- Developer: Tag Team
- Publisher: DigiPen Institute of Technology
- Programmers: Pongthep Charnchaichujit; Brett English; Tejeev Kohli; Theodore Rivera;
- Artists: Pongthep Charnchaichujit; Joshua Jones; Tatsuang Tantakosol;
- Composer: Tyler Woods
- Platform: Windows
- Release: May 1, 2008
- Genre: Puzzle-platform
- Mode: Single-player

= Tag: The Power of Paint =

2008 video game

Tag: The Power of Paint is a 2008 puzzle-platform game. The game was developed for Microsoft Windows by Tag Team, a group of students from the DigiPen Institute of Technology. The game's core mechanics is the use of a special paint sprayed from the player's paint gun to impart physical properties to surfaces, which, in turn, affect the user's movement. Tag won the Independent Games Festival Student Showcase award in the same year. The project team was hired by Valve, using the concepts of Tag as new puzzle elements in their game Portal 2.

==Gameplay==

In Tag, the player uses a paint gun to spray surfaces with three types of paint so that they can then arrive at difficult-to-reach locations.

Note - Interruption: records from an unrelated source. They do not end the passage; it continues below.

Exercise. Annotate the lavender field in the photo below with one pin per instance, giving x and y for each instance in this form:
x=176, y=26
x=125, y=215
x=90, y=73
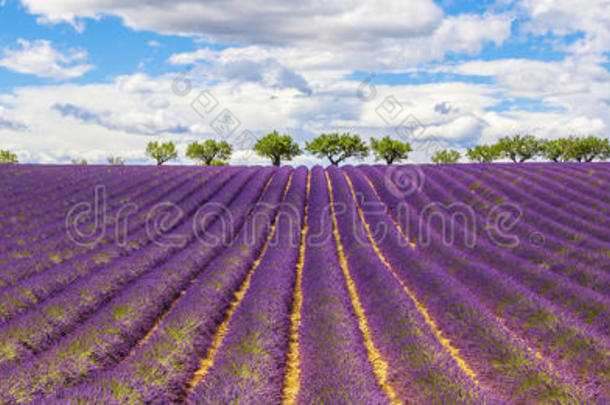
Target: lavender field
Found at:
x=483, y=283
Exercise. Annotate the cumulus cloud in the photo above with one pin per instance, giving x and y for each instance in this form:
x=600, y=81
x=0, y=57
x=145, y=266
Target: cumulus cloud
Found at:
x=131, y=123
x=564, y=17
x=41, y=59
x=271, y=22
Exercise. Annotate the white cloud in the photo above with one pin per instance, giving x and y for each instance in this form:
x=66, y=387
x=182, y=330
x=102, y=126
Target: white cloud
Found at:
x=271, y=21
x=41, y=59
x=563, y=17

The player is tasked with maneuvering through nine different greyscale cityscapes, which serve as platform-oriented puzzles. To solve each puzzle, the player must use a paint gun that has the capacity for an unlimited quantity of three types of unique surface-altering paint. However, the cans for each paint type must be located in the level before the player can use that particular color. The earliest to be accessed is the green paint, which allows players to jump on horizontal surfaces, or bounce off of vertical surfaces while still gaining height. The second paint, red, causes the player to rapidly gain momentum. Blue paint, the final type, enables the player to walk on any surface, regardless of whether it is a vertical plane or ceiling. The paint gun also has a removal feature, which erases any paint that has been sprayed. Players are able to use a combination of the paints to help solve the puzzles: the player can coat two sides of a narrow vertical space with green paint to execute a wall jump to climb up, or can lay a path of red paint followed by green paint to create a long-distance jump. The player can only die if they fall off the level, though should this happen they would invariably be revived either at the start of the level or at the most recent checkpoint touched.

==Development==
Tag was developed by a team of seven students as part of their course at the DigiPen Institute of Technology, and took approximately 18 months to create. This process included the writing of a complete 3-D game engine from scratch. Their initial concept involved emulating the playground game of tag, using paint to tag other players; the development of their base engine for this prototype took about four months. However, this idea was dropped when they found that the painting mechanics were more enjoyable than the actual tagging. For the second prototype, team included the former with additional power-ups that could be collected. Yet this decision was also revised and power-up functionality was finally transferred to the paint itself, a process that required the developers to redesign the game substantially five months before its projected release. While gauging the initial reactions to Tag, they found that players were easily frustrated with elements of the game. In response, the team developed an in-game editor to quickly iterate playtesting feedback into the level design. Although the developers chose to limit the length of the game to around a half-hour, to render it eligible for the Independent Games Festival, they agreed to produce a more professional version once they had obtained sufficient funding.

DigiPen released the game on Steam on April 18, 2022.

==Reception==
Tag won the Student Competition at the Independent Games Festival in 2009. The developers have been praised by industry journalists for the music, the complexity of the puzzles, and the integration of the graphics with the game's mechanics. Travis Fahs proclaimed it to be the second best independent game of 2009, a "compelling piece of puzzle design", and one they hoped would develop into a full-scale commercial product. GameSpot commented that the game was a cross between Portal and Mirror's Edge, and applauded the simple and integrated mechanics.

Since the release of Tag, the programmers have been brought on as developers for Valve. Their work was incorporated into new puzzle elements involving the paint concept into Portal 2, in a similar manner that another DigiPen project team, Narbacular Drop, was brought into Valve with their work forming the basis of Portal.